Nei “Dialoghi con Leucò” Pavese fa dire a Demetra: Per questo ti dico che ci hanno trovati nel sangue. Se per loro la morte è la fine e il principio, dovevano ucciderci per vederci rinascere. Mi sono interrogata su questa frase per più di vent’anni. Adesso la comprendo un poco grazie al libro di Mastrocola.
La vita del “dio del fuoco” è stata in pericolo tante volte: Quando è finito sul fondo del mare davanti a Teti dopo essere precipitato dall’Olimpo per mano di Era e per un momento non ha respirato; nel momento in cui ha portato Prometeo sulla rupe e lo ha incatenato soffrendo con lui; nell’istante in cui ha liberato la madre dal suo trono dorato congegnato come trappola senza averla convinta ad amarlo, subendo in tal modo la seconda negazione della sua nascita; infine quando Achille, figlio di Teti, muore in battaglia, nonostante lo scudo invincibile che il dio gli aveva fabbricato.

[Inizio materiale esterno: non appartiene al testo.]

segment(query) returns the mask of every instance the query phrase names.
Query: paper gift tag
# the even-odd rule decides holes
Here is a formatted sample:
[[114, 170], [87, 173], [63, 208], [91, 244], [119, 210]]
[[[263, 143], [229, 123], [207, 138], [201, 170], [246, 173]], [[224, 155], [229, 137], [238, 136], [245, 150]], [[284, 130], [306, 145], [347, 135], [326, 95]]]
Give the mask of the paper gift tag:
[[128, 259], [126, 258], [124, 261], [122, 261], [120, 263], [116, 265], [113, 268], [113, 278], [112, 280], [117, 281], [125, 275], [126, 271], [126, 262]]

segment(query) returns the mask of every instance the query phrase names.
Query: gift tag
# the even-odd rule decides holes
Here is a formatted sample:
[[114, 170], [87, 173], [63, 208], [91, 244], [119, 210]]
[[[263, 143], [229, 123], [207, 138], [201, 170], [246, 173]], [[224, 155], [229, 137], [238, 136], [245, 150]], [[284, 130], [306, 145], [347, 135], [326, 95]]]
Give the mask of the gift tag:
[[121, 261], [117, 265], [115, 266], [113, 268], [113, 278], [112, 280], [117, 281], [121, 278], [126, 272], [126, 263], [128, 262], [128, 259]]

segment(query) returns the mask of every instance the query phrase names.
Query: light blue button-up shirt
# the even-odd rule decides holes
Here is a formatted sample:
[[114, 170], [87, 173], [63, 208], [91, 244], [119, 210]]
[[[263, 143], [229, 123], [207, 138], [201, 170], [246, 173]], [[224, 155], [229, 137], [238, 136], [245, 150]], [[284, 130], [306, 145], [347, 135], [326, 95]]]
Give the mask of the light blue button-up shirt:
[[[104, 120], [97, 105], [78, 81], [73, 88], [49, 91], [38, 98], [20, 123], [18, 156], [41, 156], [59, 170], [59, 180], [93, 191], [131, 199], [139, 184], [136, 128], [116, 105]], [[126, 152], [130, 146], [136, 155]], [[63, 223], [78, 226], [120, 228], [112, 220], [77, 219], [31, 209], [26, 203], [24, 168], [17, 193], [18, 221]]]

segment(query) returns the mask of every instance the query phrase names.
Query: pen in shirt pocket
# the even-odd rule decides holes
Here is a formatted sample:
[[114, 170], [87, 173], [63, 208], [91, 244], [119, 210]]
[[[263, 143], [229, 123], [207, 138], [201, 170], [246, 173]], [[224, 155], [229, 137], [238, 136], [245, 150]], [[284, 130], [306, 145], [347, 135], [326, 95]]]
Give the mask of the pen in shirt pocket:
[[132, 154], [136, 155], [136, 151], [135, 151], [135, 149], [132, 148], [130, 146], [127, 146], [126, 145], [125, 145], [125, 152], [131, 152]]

A Efesto tocca sempre ricercare il senso perduto del suo vivere pericoloso in un’osmosi tra oscurità e luce; per un dio dopotutto non fa differenza finire o iniziare o poco vale distinguere il fuoco dal sangue, la fine eroica dalla punizione.

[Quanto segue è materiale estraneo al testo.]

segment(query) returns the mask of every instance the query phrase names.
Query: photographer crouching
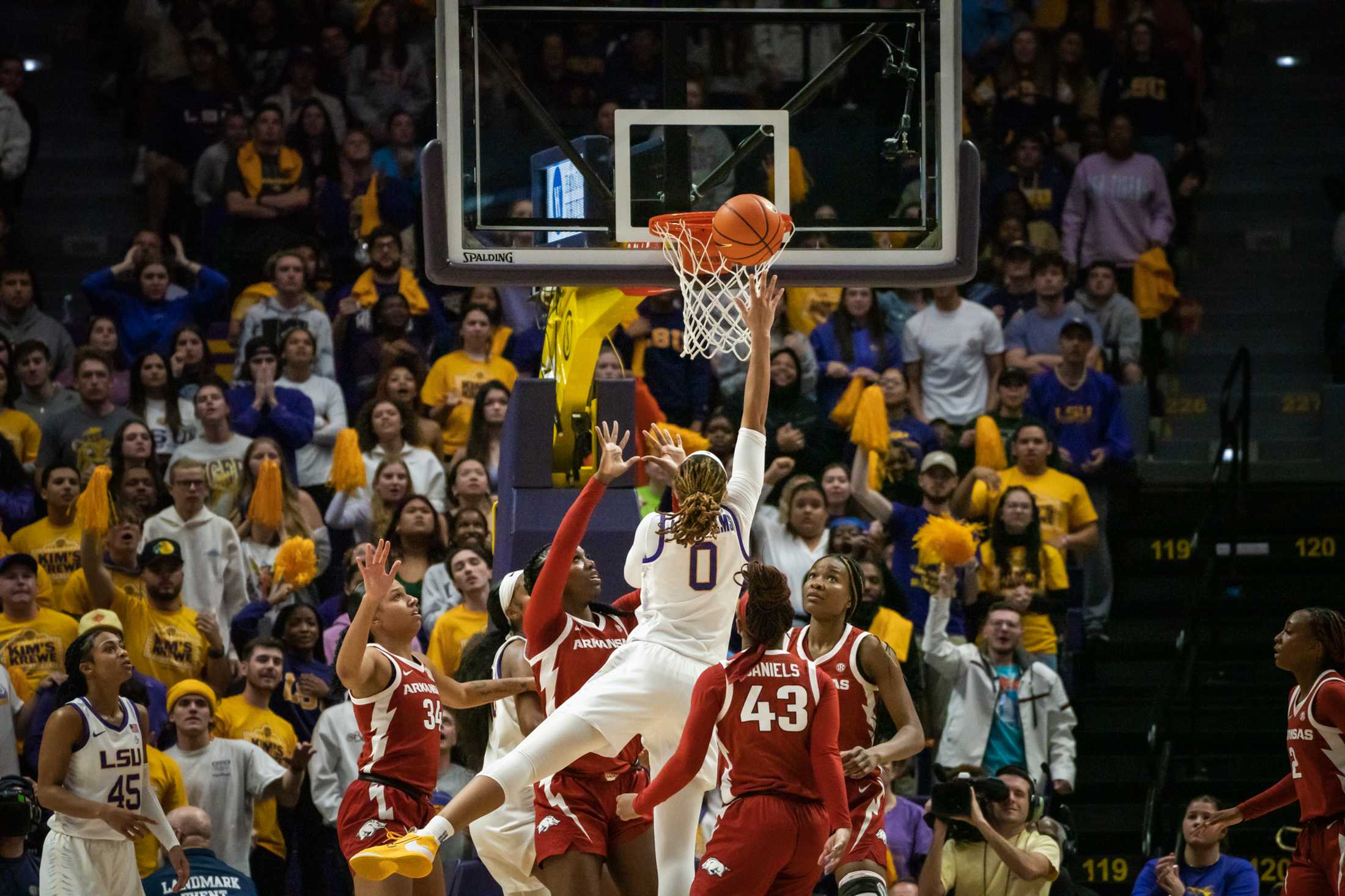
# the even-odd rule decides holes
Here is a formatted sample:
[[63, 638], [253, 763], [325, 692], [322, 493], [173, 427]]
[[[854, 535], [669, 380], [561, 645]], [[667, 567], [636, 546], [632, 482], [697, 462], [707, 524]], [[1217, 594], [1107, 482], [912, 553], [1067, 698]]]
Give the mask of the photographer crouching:
[[[1041, 796], [1025, 768], [995, 778], [936, 784], [925, 811], [933, 842], [920, 869], [920, 896], [1046, 896], [1060, 874], [1060, 846], [1028, 830], [1041, 817]], [[948, 842], [952, 839], [954, 842]]]

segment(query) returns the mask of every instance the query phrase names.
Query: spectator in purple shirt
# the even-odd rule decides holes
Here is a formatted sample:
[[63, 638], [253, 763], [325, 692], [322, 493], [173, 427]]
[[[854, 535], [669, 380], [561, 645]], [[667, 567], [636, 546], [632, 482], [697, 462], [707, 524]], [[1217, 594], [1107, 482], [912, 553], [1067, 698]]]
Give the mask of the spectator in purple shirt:
[[1167, 178], [1153, 156], [1135, 152], [1135, 132], [1126, 116], [1107, 122], [1106, 151], [1075, 168], [1063, 222], [1065, 258], [1076, 266], [1095, 258], [1116, 262], [1124, 295], [1131, 295], [1135, 258], [1167, 244], [1176, 222]]

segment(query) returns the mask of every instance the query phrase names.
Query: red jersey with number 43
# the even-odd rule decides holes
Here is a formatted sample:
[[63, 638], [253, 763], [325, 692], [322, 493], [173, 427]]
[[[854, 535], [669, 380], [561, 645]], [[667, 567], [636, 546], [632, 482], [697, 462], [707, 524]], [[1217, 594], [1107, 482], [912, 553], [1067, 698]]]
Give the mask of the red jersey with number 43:
[[1345, 813], [1345, 675], [1323, 671], [1289, 694], [1289, 766], [1302, 819]]
[[438, 783], [438, 685], [425, 666], [370, 644], [393, 663], [393, 682], [373, 697], [351, 697], [364, 736], [359, 771], [410, 784], [426, 794]]
[[[791, 652], [814, 663], [818, 669], [831, 677], [837, 685], [837, 702], [841, 706], [841, 728], [837, 735], [837, 748], [842, 755], [847, 749], [873, 747], [873, 733], [877, 725], [878, 689], [859, 669], [859, 642], [873, 638], [862, 628], [846, 624], [845, 632], [835, 643], [835, 647], [820, 657], [808, 654], [808, 630], [791, 628], [785, 634], [784, 646]], [[874, 780], [880, 778], [878, 770], [869, 775]], [[847, 780], [863, 780], [847, 779]]]
[[[561, 634], [550, 644], [533, 652], [535, 644], [529, 640], [527, 662], [537, 677], [537, 690], [546, 714], [550, 716], [573, 697], [607, 663], [607, 658], [625, 643], [628, 634], [625, 620], [620, 616], [593, 613], [593, 622], [589, 623], [565, 613]], [[616, 756], [588, 753], [570, 763], [566, 771], [577, 775], [617, 775], [629, 771], [639, 757], [640, 739], [635, 737]]]

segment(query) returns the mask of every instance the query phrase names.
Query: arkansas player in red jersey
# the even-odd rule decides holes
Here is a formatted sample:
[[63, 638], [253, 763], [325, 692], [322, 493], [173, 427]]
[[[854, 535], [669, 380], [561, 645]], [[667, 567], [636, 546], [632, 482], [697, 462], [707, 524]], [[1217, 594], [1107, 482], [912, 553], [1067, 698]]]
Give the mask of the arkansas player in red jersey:
[[[611, 429], [601, 424], [601, 436], [604, 444], [617, 444], [620, 431], [616, 424]], [[627, 439], [629, 433], [619, 443], [623, 448]], [[580, 539], [608, 483], [638, 460], [604, 451], [597, 472], [565, 513], [555, 541], [523, 568], [523, 585], [531, 595], [523, 611], [526, 655], [547, 716], [607, 663], [635, 627], [635, 616], [621, 612], [620, 603], [617, 609], [596, 603], [603, 580]], [[529, 713], [519, 714], [525, 736], [539, 722]], [[620, 794], [648, 784], [648, 772], [636, 766], [639, 756], [640, 740], [635, 737], [616, 756], [586, 753], [533, 786], [534, 873], [553, 896], [599, 892], [604, 862], [623, 896], [658, 892], [651, 823], [616, 815]]]
[[1289, 774], [1201, 827], [1223, 833], [1297, 799], [1303, 830], [1284, 896], [1345, 896], [1345, 616], [1297, 611], [1275, 635], [1275, 665], [1298, 679], [1289, 692]]
[[430, 794], [438, 779], [440, 701], [453, 709], [479, 706], [534, 683], [502, 678], [460, 685], [432, 669], [413, 648], [421, 628], [420, 601], [397, 581], [401, 561], [386, 568], [387, 552], [389, 544], [379, 541], [377, 550], [366, 546], [364, 556], [356, 556], [364, 597], [336, 657], [336, 674], [350, 689], [364, 736], [359, 779], [342, 799], [336, 833], [356, 874], [356, 893], [441, 896], [443, 874], [374, 884], [394, 869], [362, 853], [434, 817]]
[[[888, 842], [882, 819], [885, 794], [880, 768], [924, 749], [924, 729], [907, 679], [890, 650], [850, 616], [863, 595], [863, 570], [845, 554], [819, 558], [803, 577], [803, 607], [812, 616], [785, 636], [785, 647], [835, 681], [841, 705], [837, 744], [846, 774], [846, 805], [854, 835], [837, 868], [843, 896], [886, 893]], [[897, 733], [874, 744], [877, 700], [892, 714]]]
[[695, 778], [713, 736], [725, 806], [691, 896], [806, 896], [818, 865], [830, 872], [850, 839], [837, 689], [783, 650], [794, 609], [780, 570], [752, 562], [742, 576], [742, 652], [701, 673], [677, 752], [644, 792], [621, 794], [617, 809], [621, 818], [651, 818]]

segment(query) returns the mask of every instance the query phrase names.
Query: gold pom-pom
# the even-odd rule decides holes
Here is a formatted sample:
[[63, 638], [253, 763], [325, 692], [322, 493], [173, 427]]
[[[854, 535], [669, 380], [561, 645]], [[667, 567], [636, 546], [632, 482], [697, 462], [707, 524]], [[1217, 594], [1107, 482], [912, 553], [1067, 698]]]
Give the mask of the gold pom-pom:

Nel sigillo della sua storpiatura ci sono tutte le rovine buie e tutti gli inizi del mondo, per sempre.
Anche se l’eternità non risolve la pena, l’errore, il dolore, le riavvolge in un nastro variopinto, un bagliore. Alla fine del volume di Mastrocola, Efesto dichiara alla sua Fiamma: “Sparire fa parte dell’amore” mentre semicieco non sa se l’amata si trova ancora accanto a lui nella fucina mentre le parla. Forse lei si è dissolta nel fuoco della fornace per cominciare una nuova ecpirosi, distillarsi ancora come anima.
Lo intuiamo. Non importa: Gli dei torneranno. Il fuoco li brucerà decantando sangue in respiro. L’eterna sparizione è la forma dell’amore degli dei per noi. È in gioco la ricreazione del mondo ed Efesto continua a battere sull’oro.